The EmailBot 5000
From a young age, writing effective emails meant to me that they were ruthlessly efficient. I relayed only the most important information in as few words as possible—why would I want to waste my time typing when I have important work to do, and why would I want to waste someone’s time with pointless reading? This ultimately resulted in emails devoid of emotion, which translated to rudeness, making people hesitant to correspond with me. Turns out, writing effective emails is not easy.
When Writing Effective Emails, Balance is Key
When you’re communicating important information to colleagues and business partners, you shouldn’t write like you’re texting an old friend. You also don’t want your emails to sound like they were written by Spock, even if they say exactly what needs to be said. Even Spock was half-human; writing effective emails is important during the work process, but you don’t have to sacrifice your humanity to relay or ask for information.
How Formal is Too Formal?
- Play it Safe
It’s always a good idea to start off a bit formal when corresponding with new coworkers or clients—sort of like wearing a blazer over your t-shirt and jeans for the first few weeks of a job.
- Go with the Flow
Stay within your vocabulary comfort zone when typing out the copy of your email, to ensure the message sounds organic. Don’t type like you just swallowed a thesaurus if that’s not how you normally speak.
- Mind Your P’s and Q’s
Of course, remember to say “please” and “thank you” in your email. It may sound like a no-brainer, but it’s easy to overlook when you’re writing dozens of emails every day.
How Casual is Too Casual?
- Know your Audience
Knowing the communication style of the person you’re corresponding with, the type of conversation you’re having, and learning to match it, is important to a successful dialogue.
- OMG, no THX
However familiar you are with a client or peer, avoid texting-style abbreviations in emails. Not only can they confuse the recipient if they don’t know what the abbreviation means, but it looks incredibly unprofessional.
Speaking of unprofessional—and I hope you already know this—please NEVER use emojis in an email! A potential boss once added a “;-D” face to a request to interview me for a job. It was weird.
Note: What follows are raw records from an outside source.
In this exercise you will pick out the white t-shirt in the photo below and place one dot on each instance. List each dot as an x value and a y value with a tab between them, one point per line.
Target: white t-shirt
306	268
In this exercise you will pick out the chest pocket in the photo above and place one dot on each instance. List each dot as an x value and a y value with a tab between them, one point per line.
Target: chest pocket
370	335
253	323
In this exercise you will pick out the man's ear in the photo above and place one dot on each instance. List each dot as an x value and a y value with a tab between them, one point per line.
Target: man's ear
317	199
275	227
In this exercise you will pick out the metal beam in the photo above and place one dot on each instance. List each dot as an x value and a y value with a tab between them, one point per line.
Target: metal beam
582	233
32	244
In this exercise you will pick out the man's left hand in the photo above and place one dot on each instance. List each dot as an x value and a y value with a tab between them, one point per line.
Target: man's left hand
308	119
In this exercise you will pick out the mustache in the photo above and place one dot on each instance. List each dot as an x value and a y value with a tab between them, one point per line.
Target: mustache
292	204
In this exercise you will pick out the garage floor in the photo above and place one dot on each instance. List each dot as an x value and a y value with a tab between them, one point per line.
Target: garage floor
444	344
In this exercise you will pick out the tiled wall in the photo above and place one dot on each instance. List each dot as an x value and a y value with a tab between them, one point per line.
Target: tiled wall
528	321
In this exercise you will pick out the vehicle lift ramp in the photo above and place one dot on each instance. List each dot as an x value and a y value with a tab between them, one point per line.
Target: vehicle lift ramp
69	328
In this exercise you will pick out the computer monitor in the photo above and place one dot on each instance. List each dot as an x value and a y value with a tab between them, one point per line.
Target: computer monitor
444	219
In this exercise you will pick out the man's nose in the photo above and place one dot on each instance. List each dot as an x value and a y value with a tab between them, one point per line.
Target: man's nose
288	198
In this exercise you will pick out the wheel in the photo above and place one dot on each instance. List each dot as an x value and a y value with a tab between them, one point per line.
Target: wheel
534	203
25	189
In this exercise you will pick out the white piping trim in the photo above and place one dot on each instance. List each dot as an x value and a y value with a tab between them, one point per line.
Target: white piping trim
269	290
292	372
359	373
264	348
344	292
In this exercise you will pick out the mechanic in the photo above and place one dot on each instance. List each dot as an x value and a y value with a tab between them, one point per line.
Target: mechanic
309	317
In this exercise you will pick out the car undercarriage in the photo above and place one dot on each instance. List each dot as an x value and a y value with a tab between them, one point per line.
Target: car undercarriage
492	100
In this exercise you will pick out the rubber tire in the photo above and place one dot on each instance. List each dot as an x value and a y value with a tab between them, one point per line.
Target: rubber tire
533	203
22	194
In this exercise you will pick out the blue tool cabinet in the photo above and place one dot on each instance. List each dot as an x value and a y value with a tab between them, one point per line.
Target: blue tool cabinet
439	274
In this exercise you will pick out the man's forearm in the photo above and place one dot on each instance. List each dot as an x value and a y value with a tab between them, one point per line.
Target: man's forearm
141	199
How to Write an Organic Email
Now that you’ve achieved professional balance, let’s walk through the process of writing a professionally-human email!
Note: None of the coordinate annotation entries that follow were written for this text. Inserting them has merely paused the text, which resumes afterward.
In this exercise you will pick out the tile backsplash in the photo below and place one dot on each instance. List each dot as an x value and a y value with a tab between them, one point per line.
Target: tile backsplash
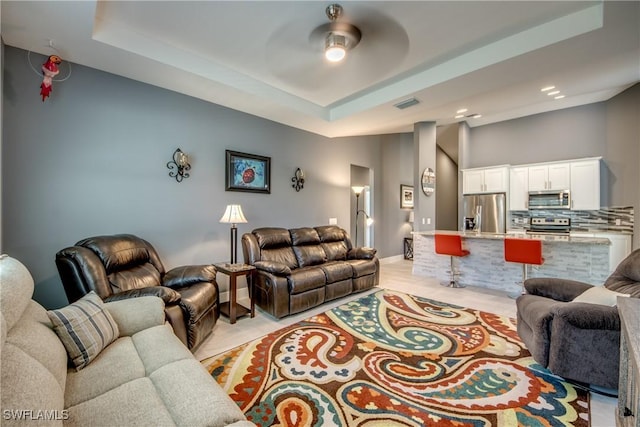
618	219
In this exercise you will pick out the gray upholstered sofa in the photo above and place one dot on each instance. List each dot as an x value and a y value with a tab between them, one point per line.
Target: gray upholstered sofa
301	268
145	377
573	328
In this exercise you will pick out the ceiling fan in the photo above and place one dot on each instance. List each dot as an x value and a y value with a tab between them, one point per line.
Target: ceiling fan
338	36
296	53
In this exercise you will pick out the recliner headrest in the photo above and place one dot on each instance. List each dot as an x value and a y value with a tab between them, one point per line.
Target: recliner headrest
118	252
271	237
330	233
304	236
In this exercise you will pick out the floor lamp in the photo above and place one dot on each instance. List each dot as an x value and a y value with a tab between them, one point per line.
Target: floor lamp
233	215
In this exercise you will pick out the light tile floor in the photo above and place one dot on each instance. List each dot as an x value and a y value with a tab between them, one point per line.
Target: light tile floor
396	276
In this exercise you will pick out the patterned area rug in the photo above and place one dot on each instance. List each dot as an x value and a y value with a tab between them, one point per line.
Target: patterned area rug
392	359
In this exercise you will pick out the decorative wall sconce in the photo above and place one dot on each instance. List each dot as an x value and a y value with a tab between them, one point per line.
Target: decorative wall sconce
298	180
179	166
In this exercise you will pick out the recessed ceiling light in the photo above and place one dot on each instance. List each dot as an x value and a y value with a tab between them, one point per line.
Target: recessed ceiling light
406	103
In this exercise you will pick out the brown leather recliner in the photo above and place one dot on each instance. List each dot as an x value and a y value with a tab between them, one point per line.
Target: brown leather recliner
125	266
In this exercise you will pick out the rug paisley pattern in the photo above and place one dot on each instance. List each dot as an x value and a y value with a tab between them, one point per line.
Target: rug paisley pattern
392	359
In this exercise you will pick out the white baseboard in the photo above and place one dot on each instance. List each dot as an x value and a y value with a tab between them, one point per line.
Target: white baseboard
391	259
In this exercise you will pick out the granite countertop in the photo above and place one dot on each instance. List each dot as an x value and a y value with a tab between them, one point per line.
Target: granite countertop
502	236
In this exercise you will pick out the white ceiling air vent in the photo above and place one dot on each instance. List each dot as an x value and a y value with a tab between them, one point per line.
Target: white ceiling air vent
406	103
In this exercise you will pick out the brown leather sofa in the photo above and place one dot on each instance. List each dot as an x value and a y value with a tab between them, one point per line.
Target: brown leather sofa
301	268
125	266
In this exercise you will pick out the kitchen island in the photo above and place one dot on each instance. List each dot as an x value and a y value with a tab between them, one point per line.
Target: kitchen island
578	258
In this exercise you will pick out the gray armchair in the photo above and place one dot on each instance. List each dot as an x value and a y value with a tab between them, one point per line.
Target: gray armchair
576	340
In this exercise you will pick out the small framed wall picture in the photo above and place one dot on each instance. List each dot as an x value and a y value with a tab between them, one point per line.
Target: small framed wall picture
406	196
247	172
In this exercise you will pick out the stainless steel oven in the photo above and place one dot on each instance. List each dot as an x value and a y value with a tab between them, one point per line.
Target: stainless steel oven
559	199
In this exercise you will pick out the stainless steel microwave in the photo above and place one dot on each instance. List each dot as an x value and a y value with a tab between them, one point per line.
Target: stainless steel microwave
555	199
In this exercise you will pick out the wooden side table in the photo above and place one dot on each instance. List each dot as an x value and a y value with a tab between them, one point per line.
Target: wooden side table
408	248
232	309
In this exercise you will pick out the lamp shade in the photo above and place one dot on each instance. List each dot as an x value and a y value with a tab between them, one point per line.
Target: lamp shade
233	215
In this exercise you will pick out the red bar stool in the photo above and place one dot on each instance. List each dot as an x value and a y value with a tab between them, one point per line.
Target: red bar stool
450	244
525	252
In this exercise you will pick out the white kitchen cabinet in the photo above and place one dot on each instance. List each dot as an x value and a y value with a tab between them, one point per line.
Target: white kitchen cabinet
485	180
518	188
550	176
585	185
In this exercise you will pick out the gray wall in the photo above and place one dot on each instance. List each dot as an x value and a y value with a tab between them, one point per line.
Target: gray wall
560	135
446	192
91	160
610	129
397	152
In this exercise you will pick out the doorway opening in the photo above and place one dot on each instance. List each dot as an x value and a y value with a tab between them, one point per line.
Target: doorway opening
361	230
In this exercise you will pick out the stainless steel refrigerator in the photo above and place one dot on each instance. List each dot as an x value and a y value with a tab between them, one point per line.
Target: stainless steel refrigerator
484	212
1. Make sure your respectfully-worded correspondence is organized effectively, with the most pressing information on top and arranged in descending importance.
2. Be sure to include a polite call-to-action:
“I’d appreciate any notes you have on this document,” “please send me the photo edits by Monday”
3. Double-and-triple check for grammatical errors, missing information, and tone
4. Never send a one-word email; if you don’t need to say much, keep it short and sweet with a brief sentence:
“Thank you for sending me your documents, I just received them and I will review them this afternoon”
Efficiency Isn’t All Bad
It’s possible to send efficient emails without sounding robotic. When writing effective emails they can be casual and relaxed, but shouldn’t lack professionalism. But if your correspondence comes off as uptight, you could risk a bad digital reputation with the people you work with. Kuki yomenai is a Japanese phrase that refers to someone that “can’t read the air” of a conversation and says and does all the wrong things. These are lessons I’ve learned (mostly) the hard way, but hopefully with my insight, you can avoid being a total kuki yomenai in the workplace.